Alone in The Night

Hari itu, Ara menginjakkan kakinya ke kota Aceh.

Disana Ara berjalan-jalan keliling keliling tanpa tujuan. Hingga akhirnya dia tiba disebuah rumah penginapan kecil.

Dari sana Ara mengontak seorang kawan kenalannya yang kabarnya tengah berada di Aceh. Kawannya ini bukanlah seorang pesilat dan bukan orang yang tertarik pada dunia persilatan. Tapi dari sana Ara di ajak berkeliling mengunjungi tempat-tempat wisata. Juga Ara beruntung dapat melihat silat Siwah dari Aceh ketika melintas di sebuah acara pernikahan.

Perjalanan masih berlanjut. Ketika sedang duduk duduk santai seorang diri, Ara berkenalan dengan seseorang yang akhirnya terjadilah perbincangan akrab. Dalam kesempatan itu Ara bercerita tentang kesukaannya pada silat dan niatnya ingin melihat seperti apakah silat dari kota ini.

Tak disangka, lawan bicaranya inipun mengerti tentang sebuah silat dari keluarganya. Akhirnya mereka pergi ke lokasi yang agak lebih tenang untuk bisa saling bertukar jurus.

Dan ketika melihatnya, Ara terperangah, walau agak sedikit berbeda terutama pada gerakan kaki ketidak adaan tata krama permainan nafas seperti yang dipelajarinya, tapi jurus yang dimainkan serupa dengan jurus Sahbandar yang dipelajarinya. Dan jurus ini menurutnya berasal dari keluarga kerajaan Aceh yang hanya diturunkan pada keluarga.

Melangkah sedemikian jauh melintah propinsi hanya untuk bertemu dengan jurus yang mirip. Setidaknya inilah ke-2 kalinya Ara bertemu sebuah aliran yang menggunakan gerakan yang mirip tapi bukan disebut sebagai aliran silat Sahbandar dan berasal dari silat keluarga. Luar biasa.
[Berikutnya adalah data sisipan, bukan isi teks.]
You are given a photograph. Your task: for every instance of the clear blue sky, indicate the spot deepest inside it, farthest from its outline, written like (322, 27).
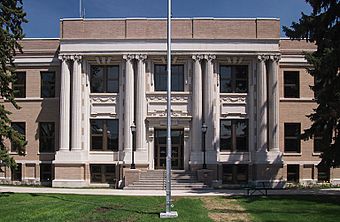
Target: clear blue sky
(44, 15)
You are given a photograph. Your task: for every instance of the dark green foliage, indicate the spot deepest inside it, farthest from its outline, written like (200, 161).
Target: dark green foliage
(11, 18)
(322, 27)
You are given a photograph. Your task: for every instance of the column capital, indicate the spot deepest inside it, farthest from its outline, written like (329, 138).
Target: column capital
(129, 57)
(197, 57)
(64, 57)
(263, 58)
(141, 57)
(275, 57)
(209, 57)
(77, 58)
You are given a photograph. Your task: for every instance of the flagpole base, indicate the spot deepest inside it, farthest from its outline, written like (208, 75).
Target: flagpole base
(171, 214)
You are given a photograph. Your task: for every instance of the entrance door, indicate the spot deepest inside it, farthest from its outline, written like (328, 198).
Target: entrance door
(177, 157)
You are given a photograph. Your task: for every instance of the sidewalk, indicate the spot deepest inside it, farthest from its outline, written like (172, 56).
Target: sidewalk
(19, 189)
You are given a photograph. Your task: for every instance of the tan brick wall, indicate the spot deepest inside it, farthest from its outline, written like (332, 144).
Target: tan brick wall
(34, 110)
(69, 172)
(181, 29)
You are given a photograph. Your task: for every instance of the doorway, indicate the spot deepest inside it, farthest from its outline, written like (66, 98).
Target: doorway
(177, 148)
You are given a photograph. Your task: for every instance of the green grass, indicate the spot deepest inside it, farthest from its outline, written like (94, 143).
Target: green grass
(58, 207)
(293, 208)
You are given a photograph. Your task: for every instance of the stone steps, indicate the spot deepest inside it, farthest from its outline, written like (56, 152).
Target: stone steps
(155, 180)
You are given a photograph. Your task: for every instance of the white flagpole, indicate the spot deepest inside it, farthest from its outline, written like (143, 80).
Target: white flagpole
(168, 213)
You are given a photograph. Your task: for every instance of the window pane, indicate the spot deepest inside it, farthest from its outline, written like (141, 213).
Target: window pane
(226, 84)
(19, 85)
(241, 127)
(112, 79)
(47, 84)
(241, 79)
(177, 78)
(112, 135)
(293, 173)
(97, 79)
(291, 84)
(97, 134)
(20, 127)
(292, 137)
(46, 137)
(225, 136)
(46, 172)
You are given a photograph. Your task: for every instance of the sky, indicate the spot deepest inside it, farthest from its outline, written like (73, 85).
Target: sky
(44, 15)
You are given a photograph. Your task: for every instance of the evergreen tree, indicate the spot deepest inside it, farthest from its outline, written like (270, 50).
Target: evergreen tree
(12, 16)
(322, 27)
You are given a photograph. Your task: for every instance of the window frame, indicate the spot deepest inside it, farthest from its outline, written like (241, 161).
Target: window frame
(296, 173)
(233, 78)
(19, 89)
(104, 135)
(14, 149)
(291, 137)
(105, 78)
(234, 137)
(104, 174)
(44, 173)
(287, 86)
(180, 89)
(43, 84)
(16, 174)
(47, 137)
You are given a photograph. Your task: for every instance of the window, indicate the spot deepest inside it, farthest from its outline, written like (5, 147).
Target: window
(46, 137)
(46, 172)
(102, 173)
(234, 135)
(293, 173)
(292, 137)
(16, 173)
(233, 174)
(323, 174)
(104, 135)
(20, 127)
(104, 79)
(234, 79)
(19, 85)
(317, 143)
(47, 81)
(177, 78)
(291, 84)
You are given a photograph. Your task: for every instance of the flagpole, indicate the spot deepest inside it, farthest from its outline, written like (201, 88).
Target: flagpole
(168, 213)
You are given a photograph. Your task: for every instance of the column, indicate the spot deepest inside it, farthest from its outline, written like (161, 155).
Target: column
(140, 102)
(196, 129)
(273, 103)
(128, 101)
(208, 97)
(76, 104)
(64, 138)
(262, 104)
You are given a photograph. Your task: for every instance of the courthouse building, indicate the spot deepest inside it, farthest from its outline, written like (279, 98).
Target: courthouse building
(240, 96)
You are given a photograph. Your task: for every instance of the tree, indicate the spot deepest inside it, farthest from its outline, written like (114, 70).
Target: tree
(12, 16)
(322, 27)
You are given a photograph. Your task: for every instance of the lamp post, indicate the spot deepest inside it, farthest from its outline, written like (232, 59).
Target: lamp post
(133, 131)
(204, 131)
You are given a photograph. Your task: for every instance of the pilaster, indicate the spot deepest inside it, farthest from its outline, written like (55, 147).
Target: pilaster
(76, 104)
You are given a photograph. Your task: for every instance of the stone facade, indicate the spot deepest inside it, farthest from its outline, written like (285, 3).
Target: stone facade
(136, 46)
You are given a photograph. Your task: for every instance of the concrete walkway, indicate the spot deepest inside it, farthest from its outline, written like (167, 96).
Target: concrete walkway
(19, 189)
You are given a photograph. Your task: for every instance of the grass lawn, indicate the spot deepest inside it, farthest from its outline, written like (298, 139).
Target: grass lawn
(292, 208)
(59, 207)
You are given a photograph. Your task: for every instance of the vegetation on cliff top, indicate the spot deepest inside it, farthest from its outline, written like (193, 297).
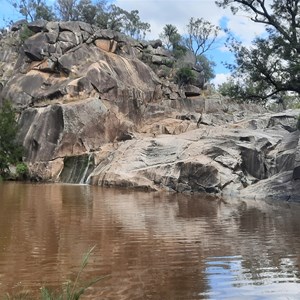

Sebenarnya dari manakah silat Sahbandar berasal ? Entahlah…. Sebuah teka teki yang bisa dipastikan sulit dibongkar.

Dari bincang-bincang yang dilakukannya ini 1 hal yang menyentil hati Ara. Teringat pada semua perjalanan yang pernah di laluinya. Kenapa semuanya selalu menuju pada “kosong” ? Kenapa harus di lemaskan ?

Sedemikian pentingnyakah “kosong” ?

Sayang waktu yang dimiliki Ara di tanah rencong ini tidaklah lama. Dia harus segera kembali lagi ke kota kembang.

Dalam perjalanan panjang Ara menuju kota kembang, sejuta pikiran memenuhi pikirannya.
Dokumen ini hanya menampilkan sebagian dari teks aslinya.